Le plus frappant est la prise de pouvoir par la paire de guitaristes désormais composée de Reb Beach et de Joel Hoekstra (Night Ranger), ce dernier ayant remplacé Doug Aldrich. En effet, plutôt que de singer les claviers de John Lord, et bien que Derek Hilland assure quelques jolis soli, le parti-pris est ici de laisser les six-cordistes étaler leur talent de shredders, apportant un côté 80's à une production en phase avec son époque. Cette approche en profite également pour contourner l'absence des lignes de chant assurées à l'époque par Glenn Hughes, les chœurs s'occupant du reste. L'ensemble sonne inévitablement plus heavy que les originaux, le retour du bucheron Tommy Aldridge derrière les fûts n'y étant pas étranger, ce qui ne manquera pas de faire regretter le groove de Ian Paice à quelques occasions ('You Fool No One', 'Lay Down Stay Down'). Par contre, 'Burn', 'You Fool No One', avec son intro à l'harmonica, 'Lady Double Dealer' ou 'Might Just Take Your Life' bénéficient d'un lifting rutilant qui leur sied à merveille, alors qu'au contraire, 'Love Child' peine à décoller et que 'Stormbringer' se retrouve noyé dans une surproduction empilant les bruitages superflus. Enfin, il serait dommage de passer à côté d'un 'Sail Away' épuré en version folk et acoustique pour un résultat d'une grande sensibilité, ou d'un 'The Gypsy' rallongé et prenant un caractère épique inédit.

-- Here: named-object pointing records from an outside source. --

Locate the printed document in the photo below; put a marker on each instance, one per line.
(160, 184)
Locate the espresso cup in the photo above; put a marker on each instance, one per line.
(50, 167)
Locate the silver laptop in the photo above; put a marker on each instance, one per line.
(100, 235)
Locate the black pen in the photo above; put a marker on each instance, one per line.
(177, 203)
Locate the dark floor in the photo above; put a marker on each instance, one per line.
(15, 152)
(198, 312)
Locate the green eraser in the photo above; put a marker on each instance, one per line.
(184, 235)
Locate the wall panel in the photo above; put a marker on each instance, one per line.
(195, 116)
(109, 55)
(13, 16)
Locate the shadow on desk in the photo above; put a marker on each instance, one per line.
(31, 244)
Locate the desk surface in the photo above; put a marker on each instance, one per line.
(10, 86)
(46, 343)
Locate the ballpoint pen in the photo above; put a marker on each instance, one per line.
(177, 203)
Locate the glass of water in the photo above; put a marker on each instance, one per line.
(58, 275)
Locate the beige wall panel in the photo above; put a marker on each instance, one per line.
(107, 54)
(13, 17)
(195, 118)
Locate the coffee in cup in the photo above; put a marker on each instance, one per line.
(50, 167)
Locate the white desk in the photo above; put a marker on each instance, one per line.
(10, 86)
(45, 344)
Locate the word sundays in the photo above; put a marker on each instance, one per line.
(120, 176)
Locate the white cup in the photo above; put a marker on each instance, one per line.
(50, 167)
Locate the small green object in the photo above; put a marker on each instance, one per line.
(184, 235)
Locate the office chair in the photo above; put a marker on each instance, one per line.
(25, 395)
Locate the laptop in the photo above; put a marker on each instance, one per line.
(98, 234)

Cet opus représente le cas typique de l'hommage qui divisera les amateurs des versions originales. D'un côté, les intégristes verront dans ces interprétations, soit un manque de respect, soit une incapacité à rendre l'esprit de leur création. Ils seront rejoints dans la critique par certains amateurs de Whitesnake voyant dans cet opus un aveu d'absence d'inspiration. Les autres respecteront une démarche dont l'hommage est à l'origine, ainsi que la prise de risque consistant à se réapproprier des titres ayant tellement marqués l'histoire du hard-rock, et du rock en général. Entre les deux se trouveront ceux qui, sans nier les défauts de "The Purple Album", préfèreront l'aborder avec un esprit vierge de tout a priori et profiterons d'un ensemble à même de satisfaire aussi bien les amateurs de Deep Purple et ceux de Whitesnake. Après tout, pourquoi se priver d'un plaisir simple et efficace ?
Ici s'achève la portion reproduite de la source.